The other two pictures are classic Admiral Byrd poses. He sometimes spends all day with his large claw in the air, sometime both claws in the air. While I know he’s either trying to scare me off or encourage the ladies, sometimes when he has both claws up, he looks like he’s paying homage to the god of the tank, the aquarium light above. He is also very pragmatic when trying to show off for the ladies. He’ll have his large claw up to get their attention, while using his smaller claw to shove food in his mouth. A guy has to eat, right?

See you tomorrow!

The Post – Extra! Scarlett O’Hara is Pregnant

February 17, 2008

Well, that is life for you. One minute you’re choking in the ER, the next maybe we’ll be surrogate grandparents for our fiddler crabs?

Again, it is my husband, the one who made fun of my fiddler crab project, who notices changes in the fiddler crab tank.

We have noticed Scarlett O’Hara on occasion, seeming interested in Admiral Byrd. Admiral Byrd of course, ALWAYS waves his claw even when no one is around. My husband explained this is a guy thing – you always stand around looking cool, just in case. Well, apparently things happen when the lights go out.

For the last 2 days my husband has mentioned, with concern in his voice, that Scarlett O’Hara has been climbing all the way up the water filter, almost to the top of the tank, and has been hanging out up there. We just thought she wanted to be queen of all she surveyed and liked being up high.

Today he looked at her and said: “I think Scarlett is going to have babies! Do fiddler crabs carry their eggs on their abdomen?” I glanced at her and there was this wad of brownish spongy stuff tucked against her abdomen, underneath her mandibles.

Sure enough, a glance at a web site of the Fiddler Crab Life Cycle, shows pictures of pregnant females carrying hundreds of thousands of fertilized eggs on their abdomen.

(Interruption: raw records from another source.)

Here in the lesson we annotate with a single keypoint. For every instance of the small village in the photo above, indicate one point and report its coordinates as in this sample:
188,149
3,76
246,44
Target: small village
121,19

The pictures look just like Scarlett O’Hara. So, she’s pregnant!!!!

Now my understanding from something I read, was that female fiddler crabs burrowed down into the sand 23 inches or so, to lay their eggs. So I felt assured we would not be contending with “babies.” In fact, maybe that’s why Scarlett’s been climbing on top of the water filter. Maybe she’s been looking for someplace deep to lay her eggs.

However this same website on the fiddler crab life cycle indicates that female fiddler crabs RELEASE their fertilized eggs into the water and they float around as plankton. When they molt and get big enough, then there’s JUVENILE CRABS running around the tank.

My husband’s reaction was almost identical to 20 years ago when I invited him to have lunch with me at the hospital one weekend when I was working, so I could tell him the results of a certain pregnancy test I had just run: “Oh my God.” My husband said, “I’m not ready to be a grandfather yet, especially to a few hundred thousand fiddler crabs . . . ” But you and I both know, if there’s babies in the tank, he’ll be watching over them and concerned about them.

Now another site I found, About.com’s Keeping fiddler crabs as pets, (which by the way is a GREAT summary of how to raise fiddler crabs in general AND has instructions on setting up a brackish water tank) indicates it’s near to impossible to raise the babies in captivity. Apparently the babies need to go out into deep ocean water to grow then return to the brackish water estuary when they are older.

Well we shall see. Who knows? We may yet have BABIES in the tank!!!!! πŸ™‚ So, the $4 fiddler crabs, with the >$100 of support gear so I could establish a brackish water tank so they wouldn’t die, have apparently not only not died, but thrived! Now we may need ANOTHER TANK so the thousands of babies have a home. Anybody want to buy some fiddler crabs? I’ll keep you posted on the progress of the pregnancy.